Record observations on the boxed grid (see following pages). Indicate whether solid is formed, and colors of solids and/or remaining solutions. Cloudiness often suggests solid formation. If in doubt about solid formation, view the drop with a magnifying lens and/or stir the drop carefully with a microstirrer. Use a colored highlighter to indicate on the boxed grid where precipitate formed.
Disposal Methods
Clean the plastic reaction sheet by curling it and emptying the solutions and solids into a 250-mL beaker. Rinse remaining material into the beaker using a distilled water wash bottle. USE NO MORE THAN A TOTAL OF 100 mL OF WATER TO WASH THE SHEET. Finally, rinse the working side of the sheet with tap water and dry carefully with a towel, then with a Kimwipe. When the sheet is completely dry, return it and the paper grid sheet to the instructor.

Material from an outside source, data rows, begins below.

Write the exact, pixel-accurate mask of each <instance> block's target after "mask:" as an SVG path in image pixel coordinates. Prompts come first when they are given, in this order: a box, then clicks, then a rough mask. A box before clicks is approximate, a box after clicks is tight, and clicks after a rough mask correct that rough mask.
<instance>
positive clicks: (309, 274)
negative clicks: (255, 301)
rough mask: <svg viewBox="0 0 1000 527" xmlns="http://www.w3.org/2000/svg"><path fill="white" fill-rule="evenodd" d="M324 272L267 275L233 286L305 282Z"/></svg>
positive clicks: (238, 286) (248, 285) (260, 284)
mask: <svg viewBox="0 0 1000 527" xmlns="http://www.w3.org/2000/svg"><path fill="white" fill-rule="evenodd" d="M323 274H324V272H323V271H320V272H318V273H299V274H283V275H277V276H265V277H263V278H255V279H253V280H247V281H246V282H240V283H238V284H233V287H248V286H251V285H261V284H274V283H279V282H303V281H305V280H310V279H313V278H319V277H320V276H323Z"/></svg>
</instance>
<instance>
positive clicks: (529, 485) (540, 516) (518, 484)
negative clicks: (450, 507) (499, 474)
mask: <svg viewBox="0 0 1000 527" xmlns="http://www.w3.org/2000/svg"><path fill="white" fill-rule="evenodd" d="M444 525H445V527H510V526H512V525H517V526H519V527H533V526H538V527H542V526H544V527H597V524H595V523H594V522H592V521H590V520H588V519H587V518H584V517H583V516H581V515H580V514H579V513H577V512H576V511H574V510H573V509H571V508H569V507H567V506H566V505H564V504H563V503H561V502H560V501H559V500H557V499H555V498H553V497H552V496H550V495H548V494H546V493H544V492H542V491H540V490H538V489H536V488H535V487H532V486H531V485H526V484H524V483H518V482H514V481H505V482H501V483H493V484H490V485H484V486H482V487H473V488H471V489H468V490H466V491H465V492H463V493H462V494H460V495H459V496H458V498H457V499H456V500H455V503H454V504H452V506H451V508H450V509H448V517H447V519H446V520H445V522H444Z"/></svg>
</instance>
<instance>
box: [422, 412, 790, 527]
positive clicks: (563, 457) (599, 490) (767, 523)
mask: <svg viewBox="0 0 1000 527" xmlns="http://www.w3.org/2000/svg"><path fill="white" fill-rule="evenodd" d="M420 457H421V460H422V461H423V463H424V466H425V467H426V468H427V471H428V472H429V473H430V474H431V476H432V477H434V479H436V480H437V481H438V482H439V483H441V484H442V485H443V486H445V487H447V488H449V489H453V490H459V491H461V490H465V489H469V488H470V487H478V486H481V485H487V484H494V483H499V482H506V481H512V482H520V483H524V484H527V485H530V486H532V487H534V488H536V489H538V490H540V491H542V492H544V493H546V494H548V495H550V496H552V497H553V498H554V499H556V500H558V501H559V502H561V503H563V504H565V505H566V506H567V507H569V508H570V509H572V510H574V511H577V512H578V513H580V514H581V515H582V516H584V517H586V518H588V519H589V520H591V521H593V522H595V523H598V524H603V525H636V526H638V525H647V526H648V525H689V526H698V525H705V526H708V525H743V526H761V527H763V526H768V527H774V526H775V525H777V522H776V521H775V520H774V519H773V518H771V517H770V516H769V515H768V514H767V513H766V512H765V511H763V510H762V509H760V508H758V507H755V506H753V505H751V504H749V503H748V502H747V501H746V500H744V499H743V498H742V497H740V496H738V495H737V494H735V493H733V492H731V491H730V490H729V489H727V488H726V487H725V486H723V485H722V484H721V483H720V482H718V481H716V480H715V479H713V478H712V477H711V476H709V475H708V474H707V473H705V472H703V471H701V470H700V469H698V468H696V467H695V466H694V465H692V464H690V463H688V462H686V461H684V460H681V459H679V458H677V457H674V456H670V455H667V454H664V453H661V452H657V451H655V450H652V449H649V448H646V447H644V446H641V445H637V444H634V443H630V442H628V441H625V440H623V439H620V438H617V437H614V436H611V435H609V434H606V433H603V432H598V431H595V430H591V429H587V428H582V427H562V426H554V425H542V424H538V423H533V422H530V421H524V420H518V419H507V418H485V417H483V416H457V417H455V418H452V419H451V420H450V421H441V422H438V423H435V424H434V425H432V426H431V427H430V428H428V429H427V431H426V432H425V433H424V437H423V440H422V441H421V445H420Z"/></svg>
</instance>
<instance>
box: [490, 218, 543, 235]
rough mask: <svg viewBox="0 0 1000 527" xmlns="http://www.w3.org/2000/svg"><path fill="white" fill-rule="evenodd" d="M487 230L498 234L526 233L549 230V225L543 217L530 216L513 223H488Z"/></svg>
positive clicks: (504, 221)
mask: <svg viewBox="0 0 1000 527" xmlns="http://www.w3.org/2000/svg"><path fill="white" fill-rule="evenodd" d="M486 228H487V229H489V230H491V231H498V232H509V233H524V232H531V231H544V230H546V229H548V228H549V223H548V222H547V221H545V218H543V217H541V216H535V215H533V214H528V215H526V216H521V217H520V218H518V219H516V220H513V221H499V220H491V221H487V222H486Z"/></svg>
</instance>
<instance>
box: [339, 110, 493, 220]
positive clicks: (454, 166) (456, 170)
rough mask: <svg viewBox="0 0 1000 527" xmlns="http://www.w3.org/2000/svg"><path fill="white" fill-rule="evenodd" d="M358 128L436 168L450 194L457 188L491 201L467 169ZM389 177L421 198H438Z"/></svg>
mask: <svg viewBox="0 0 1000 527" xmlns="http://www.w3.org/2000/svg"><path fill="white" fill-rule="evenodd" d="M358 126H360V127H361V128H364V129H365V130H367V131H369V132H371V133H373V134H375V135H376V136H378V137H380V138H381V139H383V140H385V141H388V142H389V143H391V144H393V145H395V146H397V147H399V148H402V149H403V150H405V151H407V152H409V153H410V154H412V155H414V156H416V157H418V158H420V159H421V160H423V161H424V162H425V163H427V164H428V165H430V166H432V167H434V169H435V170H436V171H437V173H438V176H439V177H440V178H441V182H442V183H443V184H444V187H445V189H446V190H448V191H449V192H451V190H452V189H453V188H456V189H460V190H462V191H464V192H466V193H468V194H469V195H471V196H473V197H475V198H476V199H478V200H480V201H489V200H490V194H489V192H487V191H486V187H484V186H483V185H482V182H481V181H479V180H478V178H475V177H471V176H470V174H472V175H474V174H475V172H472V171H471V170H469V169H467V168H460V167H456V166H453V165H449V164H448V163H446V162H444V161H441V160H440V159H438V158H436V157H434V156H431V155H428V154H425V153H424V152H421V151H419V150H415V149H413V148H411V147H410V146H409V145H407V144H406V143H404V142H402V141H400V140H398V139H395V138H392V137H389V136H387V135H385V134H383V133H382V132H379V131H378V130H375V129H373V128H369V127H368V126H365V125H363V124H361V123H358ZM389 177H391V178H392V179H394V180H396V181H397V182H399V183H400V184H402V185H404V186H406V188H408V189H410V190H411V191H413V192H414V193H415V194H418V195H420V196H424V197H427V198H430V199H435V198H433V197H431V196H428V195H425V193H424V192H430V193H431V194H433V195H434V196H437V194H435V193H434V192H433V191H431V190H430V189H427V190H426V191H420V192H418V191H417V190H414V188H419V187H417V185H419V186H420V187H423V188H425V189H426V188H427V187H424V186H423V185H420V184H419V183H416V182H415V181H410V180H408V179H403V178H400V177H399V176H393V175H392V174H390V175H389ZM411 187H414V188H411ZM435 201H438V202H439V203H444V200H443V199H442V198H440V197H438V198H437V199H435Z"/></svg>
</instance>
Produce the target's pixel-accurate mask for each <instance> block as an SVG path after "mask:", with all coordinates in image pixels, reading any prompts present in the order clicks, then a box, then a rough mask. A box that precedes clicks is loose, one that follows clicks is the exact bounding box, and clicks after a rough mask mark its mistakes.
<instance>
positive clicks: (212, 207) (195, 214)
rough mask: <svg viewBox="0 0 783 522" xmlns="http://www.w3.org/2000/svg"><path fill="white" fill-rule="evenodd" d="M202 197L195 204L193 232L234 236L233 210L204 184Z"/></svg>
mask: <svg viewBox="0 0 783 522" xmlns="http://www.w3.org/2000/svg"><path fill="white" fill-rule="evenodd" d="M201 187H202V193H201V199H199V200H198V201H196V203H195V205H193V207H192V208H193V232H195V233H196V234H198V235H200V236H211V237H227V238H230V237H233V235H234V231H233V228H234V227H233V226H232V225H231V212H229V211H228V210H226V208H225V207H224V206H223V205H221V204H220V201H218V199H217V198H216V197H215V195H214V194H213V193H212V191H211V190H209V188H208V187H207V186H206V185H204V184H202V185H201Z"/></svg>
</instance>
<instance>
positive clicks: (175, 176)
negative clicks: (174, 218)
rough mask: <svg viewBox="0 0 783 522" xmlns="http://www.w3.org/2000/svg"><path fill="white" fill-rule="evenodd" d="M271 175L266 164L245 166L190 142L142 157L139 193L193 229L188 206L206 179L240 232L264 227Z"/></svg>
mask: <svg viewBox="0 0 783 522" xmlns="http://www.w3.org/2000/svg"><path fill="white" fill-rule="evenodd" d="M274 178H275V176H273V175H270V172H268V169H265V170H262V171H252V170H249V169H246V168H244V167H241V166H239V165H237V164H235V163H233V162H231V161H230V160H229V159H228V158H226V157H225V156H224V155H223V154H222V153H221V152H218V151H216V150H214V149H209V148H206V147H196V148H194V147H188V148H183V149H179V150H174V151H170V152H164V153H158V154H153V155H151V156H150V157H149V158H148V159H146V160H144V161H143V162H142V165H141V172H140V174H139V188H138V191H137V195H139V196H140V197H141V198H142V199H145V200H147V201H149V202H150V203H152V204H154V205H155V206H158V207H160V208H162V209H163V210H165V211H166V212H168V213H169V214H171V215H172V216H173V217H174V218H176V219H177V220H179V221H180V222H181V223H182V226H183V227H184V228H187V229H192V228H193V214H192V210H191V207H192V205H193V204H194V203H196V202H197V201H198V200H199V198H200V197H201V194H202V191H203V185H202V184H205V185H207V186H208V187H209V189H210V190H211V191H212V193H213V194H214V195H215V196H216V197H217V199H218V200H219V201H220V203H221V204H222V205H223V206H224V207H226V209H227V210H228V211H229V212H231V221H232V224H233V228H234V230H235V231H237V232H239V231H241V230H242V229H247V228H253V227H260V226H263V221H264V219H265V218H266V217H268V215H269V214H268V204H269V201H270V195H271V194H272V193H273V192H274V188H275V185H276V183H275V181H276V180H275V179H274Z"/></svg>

UNDER A FUME HOOD, add 6 M NaOH solution dropwise to the 250-mL beaker until the mixture is basic to litmus (3-5 drops required). Add 1 drop excess. Add 10 drops 1 M Na2S solution to insure complete precipitation of aqueous cations as insoluble sulfide salts. Finally, heat the mixture using a Bunsen burner just to boiling for 3 minutes to coagulate the precipitate. Pour the mixture into the waste bottle in the hood labelled HEAVY METAL MIXTURE. This will later be filtered to remove heavy metal waste prior to disposal. Wash your hands well.
References
1. C. Scaife, Union College, communication.